I also learned how to synthesize instead of simply summarize. The mind map and targeted connections activities helped me notice patterns across my sources, especially around originality, authorship, consent, credit, compensation, and creative labor. Finally, Project #2 helped me grow in genre and audience awareness because I had to turn academic research into a podcast for creative students, teachers, artists, designers, writers, and early-career creative workers.

Overall, the artifacts in this portfolio trace my learning process, from finding the question, building the research, connecting the ideas, shaping the genre, to reflecting on the choices behind the final project.

Portfolio Artifacts

These artifacts show different stages of my growth as a writer and researcher this semester. I arranged them as a learning path: first finding and focusing the question, then building the research, then connecting the sources, and finally turning that research into a multimodal argument for a real audience.

Notebook with writing tools
Laptop and research notes
Digital planning and connections
Podcast microphone and headphones

What Changed in My Writing Process

Writing as a Series of Choices

This semester changed how I think about writing. I used to think of writing mostly as the final product: the essay, the paragraph, the assignment, the thing that gets submitted. Now I see writing as a series of choices, including what question I ask, which sources I trust, how I organize ideas, what genre I choose, what tone fits the audience, and how I revise when something is not working yet.

Learning Through Process

My research question did not appear fully formed. My annotated bibliography improved because of feedback. My synthesis work helped me see connections I had not noticed at first. My podcast became stronger because I revised the structure, sound, and repeated language until it felt more like a real project for a real audience.

Conclusion

Where I Go From Here

This semester helped me understand writing as a process of shaping ideas for different audiences, purposes, and genres. I learned how to narrow a topic, evaluate sources, synthesize research, revise more intentionally, and use evidence without losing my own voice. I also learned that strong writing is not only the final piece, but the series of choices that shape it.
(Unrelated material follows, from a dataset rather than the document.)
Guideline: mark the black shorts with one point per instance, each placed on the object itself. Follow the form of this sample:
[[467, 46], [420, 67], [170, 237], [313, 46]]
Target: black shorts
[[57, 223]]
Going forward, I want to keep paying attention to process: how I choose a genre, how I use sources, how I revise for audience, and how I explain the decisions behind my work. I want to keep growing in synthesis and source integration, especially making research feel natural instead of stitched together. This class showed me that research is not just something I complete for school. It can become part of how I build, design, argue, and create.